A reflection on the Semantic Web
The Semantic Web is about classifying the information on webpages. When a search engine crawls a webpage, it can’t do much more than to index the words and, gather other data to ensure that when someone searches for a combination of words, the search hits are ranked in order of relevance to that particular person.
I don’t know about other search engines, but Google does try to go beyond this, for example on Google News, where the searches are restricted to current news articles. But this is achieved by someone configuring which sites are news sites – which with the Semantic Web would be detected automatically.

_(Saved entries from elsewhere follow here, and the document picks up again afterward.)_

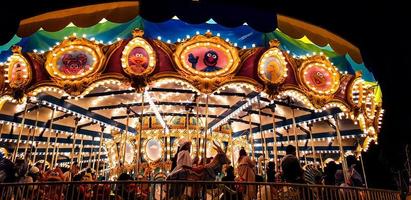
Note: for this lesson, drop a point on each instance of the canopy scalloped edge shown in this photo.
(118, 12)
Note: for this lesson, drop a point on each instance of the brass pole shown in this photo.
(251, 135)
(99, 149)
(363, 168)
(312, 142)
(56, 156)
(1, 128)
(198, 128)
(76, 120)
(80, 156)
(90, 156)
(16, 151)
(321, 162)
(50, 132)
(205, 133)
(35, 150)
(343, 161)
(32, 131)
(275, 139)
(295, 134)
(262, 135)
(125, 140)
(54, 151)
(141, 130)
(33, 142)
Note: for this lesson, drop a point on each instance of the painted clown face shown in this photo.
(210, 58)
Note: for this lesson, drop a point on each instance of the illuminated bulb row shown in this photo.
(48, 89)
(319, 119)
(299, 97)
(235, 113)
(207, 45)
(98, 84)
(138, 42)
(154, 107)
(78, 115)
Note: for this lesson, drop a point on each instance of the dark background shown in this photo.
(381, 30)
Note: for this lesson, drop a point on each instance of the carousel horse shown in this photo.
(312, 176)
(206, 173)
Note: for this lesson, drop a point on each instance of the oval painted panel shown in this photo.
(272, 66)
(74, 59)
(138, 57)
(153, 149)
(320, 78)
(75, 63)
(129, 153)
(19, 71)
(206, 59)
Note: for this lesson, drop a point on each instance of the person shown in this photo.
(74, 169)
(271, 172)
(184, 160)
(246, 173)
(330, 170)
(229, 192)
(354, 178)
(7, 170)
(292, 171)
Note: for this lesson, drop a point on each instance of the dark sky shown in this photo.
(379, 29)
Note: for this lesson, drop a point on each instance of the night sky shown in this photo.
(380, 30)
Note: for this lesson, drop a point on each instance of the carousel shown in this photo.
(118, 93)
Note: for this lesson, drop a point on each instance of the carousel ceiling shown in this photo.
(72, 89)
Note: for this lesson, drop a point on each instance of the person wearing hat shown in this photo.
(182, 157)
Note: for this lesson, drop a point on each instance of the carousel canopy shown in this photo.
(83, 80)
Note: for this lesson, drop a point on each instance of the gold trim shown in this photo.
(75, 84)
(146, 157)
(273, 53)
(322, 62)
(206, 82)
(17, 57)
(138, 42)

There’s also Google Glossary which can determine parts of webpages that define terms, so that when you search for something, the search hits are pages that in Google’s opinion defines the meaning of that word – and it works amazingly well.

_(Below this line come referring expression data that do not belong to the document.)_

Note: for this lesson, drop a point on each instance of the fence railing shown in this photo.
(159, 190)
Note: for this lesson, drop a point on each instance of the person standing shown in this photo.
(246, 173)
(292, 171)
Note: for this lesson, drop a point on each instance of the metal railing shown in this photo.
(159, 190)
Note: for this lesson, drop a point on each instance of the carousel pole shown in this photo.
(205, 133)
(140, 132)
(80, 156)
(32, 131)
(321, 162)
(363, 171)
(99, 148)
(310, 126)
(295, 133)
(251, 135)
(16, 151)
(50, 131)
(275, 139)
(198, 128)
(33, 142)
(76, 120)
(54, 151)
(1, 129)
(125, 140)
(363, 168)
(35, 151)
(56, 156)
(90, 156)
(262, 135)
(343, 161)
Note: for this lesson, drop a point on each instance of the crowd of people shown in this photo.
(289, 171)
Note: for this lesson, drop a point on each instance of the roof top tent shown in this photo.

However, with the Semantic Web, you would define “metadata” for your published information, classifying each element – for example, “this is a news article written by John Doe on 2002-06-11 09:21 +0200 written in English” (with resarvations regarding the timestamp format being according to the standard) or “this is an English glossary entry for the word ‘panda’”.

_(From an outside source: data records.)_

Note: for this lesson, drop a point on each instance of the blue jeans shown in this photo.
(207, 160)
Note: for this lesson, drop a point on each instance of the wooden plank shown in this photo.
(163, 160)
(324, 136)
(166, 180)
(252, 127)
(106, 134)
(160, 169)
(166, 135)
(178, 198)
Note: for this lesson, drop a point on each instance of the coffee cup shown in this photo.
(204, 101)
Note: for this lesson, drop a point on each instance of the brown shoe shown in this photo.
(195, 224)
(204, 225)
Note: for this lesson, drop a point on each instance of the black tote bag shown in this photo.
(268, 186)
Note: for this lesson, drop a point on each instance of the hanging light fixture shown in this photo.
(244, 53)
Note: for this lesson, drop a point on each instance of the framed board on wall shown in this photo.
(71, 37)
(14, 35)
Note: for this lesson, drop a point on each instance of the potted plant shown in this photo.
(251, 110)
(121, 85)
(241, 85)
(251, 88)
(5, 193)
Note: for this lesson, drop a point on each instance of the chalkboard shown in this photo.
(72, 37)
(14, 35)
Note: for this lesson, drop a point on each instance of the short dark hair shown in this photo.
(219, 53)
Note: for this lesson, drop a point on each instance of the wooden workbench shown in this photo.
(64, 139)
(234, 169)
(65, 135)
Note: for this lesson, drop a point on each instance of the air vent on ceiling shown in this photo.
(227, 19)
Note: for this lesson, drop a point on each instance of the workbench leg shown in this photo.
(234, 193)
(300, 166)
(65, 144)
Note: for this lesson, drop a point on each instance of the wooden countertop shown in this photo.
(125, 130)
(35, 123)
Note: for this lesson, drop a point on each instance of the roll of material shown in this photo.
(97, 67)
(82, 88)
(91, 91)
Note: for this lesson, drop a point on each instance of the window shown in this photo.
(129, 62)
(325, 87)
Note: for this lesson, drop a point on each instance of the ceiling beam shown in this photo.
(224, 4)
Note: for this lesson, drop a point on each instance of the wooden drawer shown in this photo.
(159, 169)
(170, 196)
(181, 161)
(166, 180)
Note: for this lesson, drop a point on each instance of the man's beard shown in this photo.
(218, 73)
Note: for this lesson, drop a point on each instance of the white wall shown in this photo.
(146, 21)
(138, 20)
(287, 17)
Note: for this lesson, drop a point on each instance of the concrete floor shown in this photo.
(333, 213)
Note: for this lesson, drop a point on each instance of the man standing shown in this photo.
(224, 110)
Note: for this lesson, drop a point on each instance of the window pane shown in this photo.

If services on the Internet would classify their information semantically, the existence of one service providing weather information for the entire world, one providing information about parks in the major cities of the world, and several shops listing their inventory online – and finally a super-Google that is knows how to deal with the Semantic Web metadata, you could search for “a day in the forthcoming week (i.e., no rain) which would be good for a picnic in a park in Stockholm where you can buy the ingredients for mozzarella and tomato paninis within 500 meters”.
Walking to work this morning, I realized that HTML from the beginning was about semantically classifying information – although not at the level of detail that the Semantic Web is about. From the beginning, HTML was intented to mark up text and leave the formatting to the receiver – “this is the headline, this is a paragraph, here’s another paragraph, this word should be emphasized, this is a code snippet, this is a citation,” and so on.
Instead, most webpages are like this: “text text text, newline newline, italic text with this font, bold text with that font” nested in 10 tables with lots of invisible images to ensure it looks proper in the popular browsers. Had the creators of HTML anticipated that webpage owners wanted control over the layout, they would have made CSS part of HTML from the beginning, so that information and format would be separated from each other.
It will be interesting to see what happens with the Semantic Web effort, and if people will start separating content from design when (and if) it catches on. (I try to do that with this site, but there’s still work to do.)